There are two standard way to measure bone pressed, from the side or from the top.
From the side has the advantage of being a lot easier to get a stable reading without pressing like fuck into the ligs. From the top will measure shorter (probably) but it has the advantage that the bone across the top is fairly straight whereas down the side curves in as you go lower.
To measure either: take a ruler push hard into the bone above or to the side of the penis and measure the distance to the glans. Its preferable to have a ruler where zero is the end of the ruler (for me at least its essential as my little head won’t carry information like having to add X/16 inch to get the true value).
The point of the Bone pressed measurement is to create a solid measurement so you must be at your highest erection level. A small variantion from your highest might result in differing measurements so that you aren’t actually measuring gains but instead are measuring how good an erection you have.
An alternative is to measure bone pressed flaccid, where you push to the bone again and this time pull your flaccid penis out as far as possible. Some people find this produces a more easily repeatable measurement (personally I find it impossible to use).
So you now have your bone pressed length measurements (BPEL) or bone pressed flaccid stretch (BPFSL).
Do the erect measurement again but this time don’t push to the bone simply rest the end of the ruler at the base of the penis. This is the non bone pressed erect length (NBPEL).
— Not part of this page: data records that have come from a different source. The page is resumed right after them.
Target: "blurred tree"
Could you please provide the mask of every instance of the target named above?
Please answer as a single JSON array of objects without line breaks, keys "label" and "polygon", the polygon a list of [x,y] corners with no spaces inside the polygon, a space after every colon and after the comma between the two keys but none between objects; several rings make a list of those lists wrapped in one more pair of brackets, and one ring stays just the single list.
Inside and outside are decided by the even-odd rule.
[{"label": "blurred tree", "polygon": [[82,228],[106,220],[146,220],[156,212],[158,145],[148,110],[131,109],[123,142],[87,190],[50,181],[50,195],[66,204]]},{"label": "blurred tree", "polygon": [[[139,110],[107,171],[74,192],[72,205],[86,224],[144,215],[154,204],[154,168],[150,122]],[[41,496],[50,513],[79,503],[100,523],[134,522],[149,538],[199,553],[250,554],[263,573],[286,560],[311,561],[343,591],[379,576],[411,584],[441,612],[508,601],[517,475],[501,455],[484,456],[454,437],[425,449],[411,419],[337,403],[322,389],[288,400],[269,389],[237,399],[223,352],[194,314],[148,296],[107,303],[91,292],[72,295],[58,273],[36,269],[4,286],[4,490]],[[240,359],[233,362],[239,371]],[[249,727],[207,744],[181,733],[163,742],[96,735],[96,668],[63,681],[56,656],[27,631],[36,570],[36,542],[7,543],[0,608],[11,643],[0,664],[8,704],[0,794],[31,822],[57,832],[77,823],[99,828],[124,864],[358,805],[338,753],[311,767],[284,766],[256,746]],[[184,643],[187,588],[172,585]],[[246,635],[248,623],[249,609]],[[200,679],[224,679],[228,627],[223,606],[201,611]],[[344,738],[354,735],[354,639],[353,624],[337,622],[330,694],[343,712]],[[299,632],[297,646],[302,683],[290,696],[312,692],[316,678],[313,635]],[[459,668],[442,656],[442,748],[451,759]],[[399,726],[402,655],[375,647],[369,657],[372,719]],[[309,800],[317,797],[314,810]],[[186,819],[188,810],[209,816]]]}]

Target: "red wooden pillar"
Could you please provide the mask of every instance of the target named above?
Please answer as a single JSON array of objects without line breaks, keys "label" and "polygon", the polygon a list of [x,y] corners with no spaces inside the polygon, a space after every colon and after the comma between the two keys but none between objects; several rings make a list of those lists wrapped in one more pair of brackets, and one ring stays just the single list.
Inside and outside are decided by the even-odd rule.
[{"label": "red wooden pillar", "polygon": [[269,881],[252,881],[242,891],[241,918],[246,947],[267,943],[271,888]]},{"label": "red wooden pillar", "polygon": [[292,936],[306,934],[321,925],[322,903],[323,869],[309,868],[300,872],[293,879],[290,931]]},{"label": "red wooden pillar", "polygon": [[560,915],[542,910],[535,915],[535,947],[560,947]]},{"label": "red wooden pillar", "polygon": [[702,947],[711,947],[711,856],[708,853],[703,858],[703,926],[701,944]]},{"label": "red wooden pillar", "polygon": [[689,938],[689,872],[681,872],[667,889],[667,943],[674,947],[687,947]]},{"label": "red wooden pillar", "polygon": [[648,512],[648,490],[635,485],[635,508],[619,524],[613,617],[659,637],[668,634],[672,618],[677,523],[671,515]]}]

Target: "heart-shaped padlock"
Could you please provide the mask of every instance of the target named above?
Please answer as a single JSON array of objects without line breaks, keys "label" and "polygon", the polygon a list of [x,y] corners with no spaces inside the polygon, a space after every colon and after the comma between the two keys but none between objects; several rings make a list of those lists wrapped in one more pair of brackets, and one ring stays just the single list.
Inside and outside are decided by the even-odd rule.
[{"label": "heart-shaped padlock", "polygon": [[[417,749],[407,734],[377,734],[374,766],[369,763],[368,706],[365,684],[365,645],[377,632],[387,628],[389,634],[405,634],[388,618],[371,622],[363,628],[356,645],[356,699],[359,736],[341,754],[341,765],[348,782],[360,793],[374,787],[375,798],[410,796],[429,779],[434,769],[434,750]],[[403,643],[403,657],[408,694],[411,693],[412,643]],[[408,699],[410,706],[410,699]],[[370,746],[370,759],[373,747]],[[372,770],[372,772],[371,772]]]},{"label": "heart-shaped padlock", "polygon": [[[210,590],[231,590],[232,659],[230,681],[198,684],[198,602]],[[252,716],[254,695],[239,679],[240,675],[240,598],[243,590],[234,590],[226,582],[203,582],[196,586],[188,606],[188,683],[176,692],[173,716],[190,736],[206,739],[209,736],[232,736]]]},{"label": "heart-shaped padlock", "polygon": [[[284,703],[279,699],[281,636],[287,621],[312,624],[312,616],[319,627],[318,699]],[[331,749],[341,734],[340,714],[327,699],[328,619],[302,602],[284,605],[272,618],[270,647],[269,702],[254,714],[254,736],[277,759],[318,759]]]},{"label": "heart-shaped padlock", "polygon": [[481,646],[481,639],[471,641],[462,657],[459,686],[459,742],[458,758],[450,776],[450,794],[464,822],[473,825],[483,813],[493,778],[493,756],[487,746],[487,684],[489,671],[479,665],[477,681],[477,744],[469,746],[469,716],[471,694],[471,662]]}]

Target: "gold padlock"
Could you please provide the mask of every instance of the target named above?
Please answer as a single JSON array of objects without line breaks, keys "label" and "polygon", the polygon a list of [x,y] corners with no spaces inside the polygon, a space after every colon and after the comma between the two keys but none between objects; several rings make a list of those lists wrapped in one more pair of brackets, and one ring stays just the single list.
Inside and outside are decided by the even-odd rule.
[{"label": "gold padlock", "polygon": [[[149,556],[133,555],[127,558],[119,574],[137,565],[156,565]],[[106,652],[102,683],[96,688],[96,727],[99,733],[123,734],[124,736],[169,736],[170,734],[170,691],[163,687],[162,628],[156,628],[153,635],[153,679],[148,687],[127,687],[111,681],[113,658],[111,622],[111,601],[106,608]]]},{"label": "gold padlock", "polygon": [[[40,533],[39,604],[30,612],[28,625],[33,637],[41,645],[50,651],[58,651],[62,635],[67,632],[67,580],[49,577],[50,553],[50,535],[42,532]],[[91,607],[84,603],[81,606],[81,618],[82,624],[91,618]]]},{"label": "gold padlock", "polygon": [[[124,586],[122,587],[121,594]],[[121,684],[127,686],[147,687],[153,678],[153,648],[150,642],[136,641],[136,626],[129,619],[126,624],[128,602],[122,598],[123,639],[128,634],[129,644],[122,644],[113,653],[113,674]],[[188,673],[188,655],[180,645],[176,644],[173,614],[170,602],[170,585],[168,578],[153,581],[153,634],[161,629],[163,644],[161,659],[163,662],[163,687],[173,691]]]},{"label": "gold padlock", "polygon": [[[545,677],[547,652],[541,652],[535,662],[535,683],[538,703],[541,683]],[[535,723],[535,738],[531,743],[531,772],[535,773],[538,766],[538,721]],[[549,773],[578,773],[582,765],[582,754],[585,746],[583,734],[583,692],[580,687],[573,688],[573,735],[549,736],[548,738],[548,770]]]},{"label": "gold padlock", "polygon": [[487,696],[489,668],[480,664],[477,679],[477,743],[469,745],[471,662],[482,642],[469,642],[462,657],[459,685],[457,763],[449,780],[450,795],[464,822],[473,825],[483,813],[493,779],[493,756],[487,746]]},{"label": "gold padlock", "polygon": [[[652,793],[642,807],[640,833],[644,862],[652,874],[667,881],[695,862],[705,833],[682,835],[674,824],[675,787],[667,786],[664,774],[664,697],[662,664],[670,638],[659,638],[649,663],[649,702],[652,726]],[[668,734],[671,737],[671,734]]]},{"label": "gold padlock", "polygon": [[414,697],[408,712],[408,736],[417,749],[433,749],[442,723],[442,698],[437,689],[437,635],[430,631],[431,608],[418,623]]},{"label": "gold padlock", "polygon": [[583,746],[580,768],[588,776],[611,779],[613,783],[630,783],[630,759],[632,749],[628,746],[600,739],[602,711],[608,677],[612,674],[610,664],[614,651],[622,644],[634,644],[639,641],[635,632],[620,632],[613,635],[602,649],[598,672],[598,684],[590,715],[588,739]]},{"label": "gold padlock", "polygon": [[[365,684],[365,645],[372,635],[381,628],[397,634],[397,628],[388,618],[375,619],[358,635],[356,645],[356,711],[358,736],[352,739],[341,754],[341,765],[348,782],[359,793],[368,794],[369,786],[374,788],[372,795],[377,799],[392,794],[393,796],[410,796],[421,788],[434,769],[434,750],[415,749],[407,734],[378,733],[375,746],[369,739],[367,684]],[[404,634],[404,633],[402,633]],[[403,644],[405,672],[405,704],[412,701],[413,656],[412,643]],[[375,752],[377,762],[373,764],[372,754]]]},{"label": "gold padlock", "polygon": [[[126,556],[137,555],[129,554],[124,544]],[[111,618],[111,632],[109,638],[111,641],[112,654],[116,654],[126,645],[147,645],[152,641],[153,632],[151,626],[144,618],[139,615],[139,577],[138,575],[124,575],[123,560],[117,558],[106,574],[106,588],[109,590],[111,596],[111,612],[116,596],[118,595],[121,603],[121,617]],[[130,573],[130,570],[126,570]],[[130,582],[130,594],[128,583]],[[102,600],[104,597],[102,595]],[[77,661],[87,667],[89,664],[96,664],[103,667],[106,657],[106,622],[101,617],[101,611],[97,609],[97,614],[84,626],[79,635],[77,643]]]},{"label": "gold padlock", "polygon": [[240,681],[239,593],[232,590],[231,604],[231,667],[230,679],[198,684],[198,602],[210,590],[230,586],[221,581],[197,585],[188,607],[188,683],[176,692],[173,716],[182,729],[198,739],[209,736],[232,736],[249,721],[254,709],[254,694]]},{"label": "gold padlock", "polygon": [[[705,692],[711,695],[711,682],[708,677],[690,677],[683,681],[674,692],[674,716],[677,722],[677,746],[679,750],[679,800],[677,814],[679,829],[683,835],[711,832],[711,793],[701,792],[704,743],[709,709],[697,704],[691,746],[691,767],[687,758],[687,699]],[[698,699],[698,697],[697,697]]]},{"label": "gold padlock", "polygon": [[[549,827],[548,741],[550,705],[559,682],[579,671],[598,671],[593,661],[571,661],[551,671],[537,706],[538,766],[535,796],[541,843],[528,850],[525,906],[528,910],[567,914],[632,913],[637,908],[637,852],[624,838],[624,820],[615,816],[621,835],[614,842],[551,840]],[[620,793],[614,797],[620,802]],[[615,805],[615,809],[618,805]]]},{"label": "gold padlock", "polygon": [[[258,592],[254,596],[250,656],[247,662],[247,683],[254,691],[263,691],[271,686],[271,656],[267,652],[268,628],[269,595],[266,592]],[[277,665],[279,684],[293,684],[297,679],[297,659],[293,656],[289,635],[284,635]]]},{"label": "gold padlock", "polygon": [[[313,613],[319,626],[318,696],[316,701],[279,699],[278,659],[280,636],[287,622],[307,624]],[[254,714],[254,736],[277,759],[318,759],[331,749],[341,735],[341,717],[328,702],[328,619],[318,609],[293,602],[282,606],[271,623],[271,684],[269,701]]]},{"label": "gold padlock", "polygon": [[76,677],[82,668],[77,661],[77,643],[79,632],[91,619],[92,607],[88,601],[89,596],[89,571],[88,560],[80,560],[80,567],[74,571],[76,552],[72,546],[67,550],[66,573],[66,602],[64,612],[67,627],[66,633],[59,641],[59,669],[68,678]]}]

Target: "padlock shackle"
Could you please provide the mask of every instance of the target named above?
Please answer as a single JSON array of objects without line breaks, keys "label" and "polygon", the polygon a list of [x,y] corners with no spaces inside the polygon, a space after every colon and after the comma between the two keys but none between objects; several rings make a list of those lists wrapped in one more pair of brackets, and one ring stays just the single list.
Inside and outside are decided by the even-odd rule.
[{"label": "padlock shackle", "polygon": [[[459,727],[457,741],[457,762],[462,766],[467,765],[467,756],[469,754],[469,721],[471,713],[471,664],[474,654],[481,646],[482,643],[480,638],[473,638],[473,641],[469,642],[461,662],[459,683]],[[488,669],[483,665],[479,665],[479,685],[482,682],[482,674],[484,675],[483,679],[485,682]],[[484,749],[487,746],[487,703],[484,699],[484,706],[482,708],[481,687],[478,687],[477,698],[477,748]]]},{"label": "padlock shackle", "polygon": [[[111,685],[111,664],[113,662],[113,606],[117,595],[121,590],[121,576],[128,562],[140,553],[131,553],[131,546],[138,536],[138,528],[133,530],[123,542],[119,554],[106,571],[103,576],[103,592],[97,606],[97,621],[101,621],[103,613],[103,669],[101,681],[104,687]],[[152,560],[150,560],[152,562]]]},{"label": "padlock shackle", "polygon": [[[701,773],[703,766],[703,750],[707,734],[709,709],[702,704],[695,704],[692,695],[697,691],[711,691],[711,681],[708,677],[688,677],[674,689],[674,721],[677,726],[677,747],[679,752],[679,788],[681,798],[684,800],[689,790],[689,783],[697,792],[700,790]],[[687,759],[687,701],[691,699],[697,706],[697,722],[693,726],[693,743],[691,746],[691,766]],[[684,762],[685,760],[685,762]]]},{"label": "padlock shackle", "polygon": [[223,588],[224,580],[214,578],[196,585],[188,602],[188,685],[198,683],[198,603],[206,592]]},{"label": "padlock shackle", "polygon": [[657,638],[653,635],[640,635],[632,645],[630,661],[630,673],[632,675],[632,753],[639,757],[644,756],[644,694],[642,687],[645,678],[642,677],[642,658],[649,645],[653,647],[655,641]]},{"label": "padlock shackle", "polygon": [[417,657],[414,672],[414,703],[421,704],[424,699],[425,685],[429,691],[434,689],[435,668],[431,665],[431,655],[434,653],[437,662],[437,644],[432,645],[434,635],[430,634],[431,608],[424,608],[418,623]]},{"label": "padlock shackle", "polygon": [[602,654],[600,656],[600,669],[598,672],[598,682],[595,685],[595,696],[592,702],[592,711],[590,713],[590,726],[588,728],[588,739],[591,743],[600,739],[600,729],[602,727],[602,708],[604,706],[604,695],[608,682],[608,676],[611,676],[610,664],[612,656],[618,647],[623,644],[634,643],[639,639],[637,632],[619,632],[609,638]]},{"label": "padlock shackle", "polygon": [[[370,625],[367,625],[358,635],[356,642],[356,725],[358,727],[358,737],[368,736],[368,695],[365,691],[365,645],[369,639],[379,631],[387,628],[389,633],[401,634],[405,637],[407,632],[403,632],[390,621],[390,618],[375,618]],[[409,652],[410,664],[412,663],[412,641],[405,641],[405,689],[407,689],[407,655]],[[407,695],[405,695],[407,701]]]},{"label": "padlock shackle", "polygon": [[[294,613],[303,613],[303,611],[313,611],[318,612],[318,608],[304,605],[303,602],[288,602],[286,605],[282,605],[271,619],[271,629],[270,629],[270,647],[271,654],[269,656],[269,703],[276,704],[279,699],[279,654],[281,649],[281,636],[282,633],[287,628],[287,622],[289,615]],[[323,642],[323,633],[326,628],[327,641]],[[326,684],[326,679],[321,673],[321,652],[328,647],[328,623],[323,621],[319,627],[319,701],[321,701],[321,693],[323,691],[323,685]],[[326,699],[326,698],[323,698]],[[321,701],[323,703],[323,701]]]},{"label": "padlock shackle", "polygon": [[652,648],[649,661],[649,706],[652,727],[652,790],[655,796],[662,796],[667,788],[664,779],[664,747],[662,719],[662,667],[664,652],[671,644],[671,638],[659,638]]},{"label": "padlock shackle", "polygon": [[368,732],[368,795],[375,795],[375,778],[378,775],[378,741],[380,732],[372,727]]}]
Also take a tailors tape or a piece of string and measure the girth of the penis at the mid point (and if you are a measurement fetishist at the base, below the glans and the glans themselves).
You now have a complete set of measurements. Its often worth measuring each type three times and taking an average. Also you need to leave at least a day (preferably 2) from your last PE session before measuring or you will be measuring some temporary effects left over from your sessions.